It is always great to arrive at a house and find one specific area that is causing all the problems with a foundation. It is like showing up and discovering a large, blinking, neon arrow that points to where you need to fix something. Of course this has never happened, but occasionally the fix is pretty straight forward. Spreading epoxy and injecting a small crack on an unfinished basement wall can sometimes be completed in less than two hours. And then there are the others.

I inspected a home a few weeks ago that had basement walls that were a little crumbly in places as if they had been wet for a long time. The homeowner wanted the cracks injected but it was pretty obvious that there were bigger issues outside. The yard next door was for some reason about three feet higher than his, and it was only about eight feet away. The gutters emptied out right on his yard about three feet from his foundation. There was a low spot against his house and really nowhere for the water to go.

On the other side of his house the downspout for the gutter emptied out in to another low spot against the house. Yikes! It seemed that the previous owners were trying to find out how much water they could direct to the foundation walls. And finally we found that the shingles and deck from the most recent roof replacement went “over” the gutter. Yes, the water was passing right over the gutters and a small pond was being created along the upper side of the home.
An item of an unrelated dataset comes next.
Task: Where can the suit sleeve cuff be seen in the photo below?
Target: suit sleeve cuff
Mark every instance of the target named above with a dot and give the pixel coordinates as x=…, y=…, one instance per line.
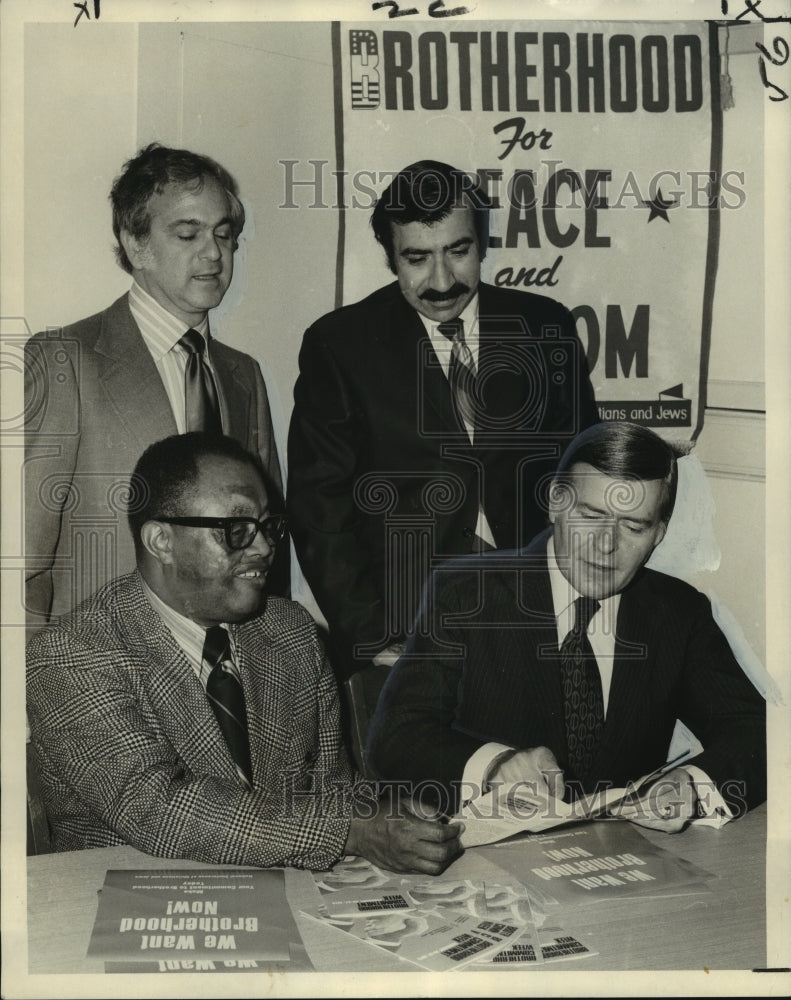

The gutters have now been connected to pipes that will carry the water away from the house. A French drain has been installed to collect the water from the neighbor’s yard, and dirt has filled the low spots along the foundation. In a few days, a gutter crew will work their magic so the roof water goes in the gutters rather than over them. We are looking forward to the next rain to see how well we have protected the concrete foundation. With any luck the walls dry out and we can finish the project by injecting the cracks. It might have been simpler to do this first. But in the end I stand by my work, and in this case it meant putting all the pieces together.